Teens are infamously moody, but how can you tell what behavior is normal and what should cause concern?
Dr. Gregory L. Jantz, founder of The Center for Counseling and Health Resources near Seattle, Wash., offers some signs parents can look for. These signs occur early and can help parents seek help for their child at the beginning of a potential problem.
The biggest thing Jantz says parents need to remember is that teens feel just as stressed as adults do, yet they have fewer skills to cope with the stressful feelings. The recent economic downturn has added a new kind of stress onto the normal stresses of adolescence and teens are worried about their families’ financial stability, as well as their own ability to earn money.

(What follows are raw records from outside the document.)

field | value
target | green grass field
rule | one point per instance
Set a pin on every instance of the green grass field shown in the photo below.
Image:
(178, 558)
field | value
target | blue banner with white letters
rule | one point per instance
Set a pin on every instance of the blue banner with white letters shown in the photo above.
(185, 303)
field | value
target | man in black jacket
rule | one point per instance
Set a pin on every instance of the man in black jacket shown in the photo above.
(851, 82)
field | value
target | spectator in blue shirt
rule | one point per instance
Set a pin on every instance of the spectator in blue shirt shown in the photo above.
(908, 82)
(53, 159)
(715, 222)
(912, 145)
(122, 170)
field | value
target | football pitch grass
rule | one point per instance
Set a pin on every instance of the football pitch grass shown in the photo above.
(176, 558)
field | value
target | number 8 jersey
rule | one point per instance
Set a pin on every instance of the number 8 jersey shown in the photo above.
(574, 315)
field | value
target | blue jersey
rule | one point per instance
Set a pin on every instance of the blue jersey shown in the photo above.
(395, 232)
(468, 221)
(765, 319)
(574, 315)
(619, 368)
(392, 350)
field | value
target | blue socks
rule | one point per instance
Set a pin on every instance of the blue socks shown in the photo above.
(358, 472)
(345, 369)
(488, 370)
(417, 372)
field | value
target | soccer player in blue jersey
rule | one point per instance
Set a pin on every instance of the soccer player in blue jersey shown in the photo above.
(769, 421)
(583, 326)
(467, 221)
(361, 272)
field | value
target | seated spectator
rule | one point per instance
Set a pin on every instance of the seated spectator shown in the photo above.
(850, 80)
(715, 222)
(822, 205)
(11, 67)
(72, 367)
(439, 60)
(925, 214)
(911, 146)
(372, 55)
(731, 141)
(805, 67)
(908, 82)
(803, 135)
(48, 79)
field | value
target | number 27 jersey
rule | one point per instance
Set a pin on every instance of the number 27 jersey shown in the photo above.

“Teens who are overwhelmed by stress often are unable or unwilling to ask for help,” said Jantz, author of the book When Your Teenager Becomes…The Stranger in Your House. “But the longer they continue to flail and struggle emotionally, the greater the chance they’ll develop more serious problems like clinical depression, generalized anxiety disorder, dependence on alcohol or drugs and, sadly, suicidal tendencies. It’s up to parents and other adults to recognize when a teen is struggling and intervene.”
In the end you know your own child best, but Jantz offers these general tips:
- Arguing is normal; constant anger is not. Sometimes teens argue just to argue. It allows them to let off steam, express their displeasure about life in general and test boundaries. The occasional dramatic meltdown is to be expected. But it’s not normal for a teen to be angry and hostile all the time, constantly fighting and yelling.
- Withdrawal from parents is normal; pulling away from family and friends is not. Expect your teen to start pulling away from you – unless she wants something – and occasionally from their friends, as well. Sometimes, they just need to pull back for a few days, even from friends. But when they appear to isolate themselves for weeks, spending weekend after weekend alone in their room, they may be struggling with depression. Socializing with friends is one of the first things to go as depression sucks the joy out of life.
- Anxiety is normal; feeling constantly overwhelmed is not. Teens have a lot to be anxious about – the prospect of independence is both exhilarating and terrifying, so some worrying is to be expected. But a teen who seems to be, or says he is, struggling daily with stress needs help. Two types of kids are especially vulnerable to developing generalized anxiety disorder, a heightened, constant state of anxiety: The worker bee perfectionist who crams his schedule with activities, responsibilities and tasks, and the kids who worry so much over anything, they can’t get anything done.
- Being upset for days after a bad experience is normal; more than two weeks is not. Teenagers tend to react dramatically when things go wrong – their boss chews them out, they fail a test, they get in an argument with their sweetheart. Adults know from experience that these things aren’t the end of the world and all will be well again, but teens lack that perspective. It’s normal for them to be in a bad mood about it for a few days, but to dwell on the problem for more than two weeks indicates they’re struggling.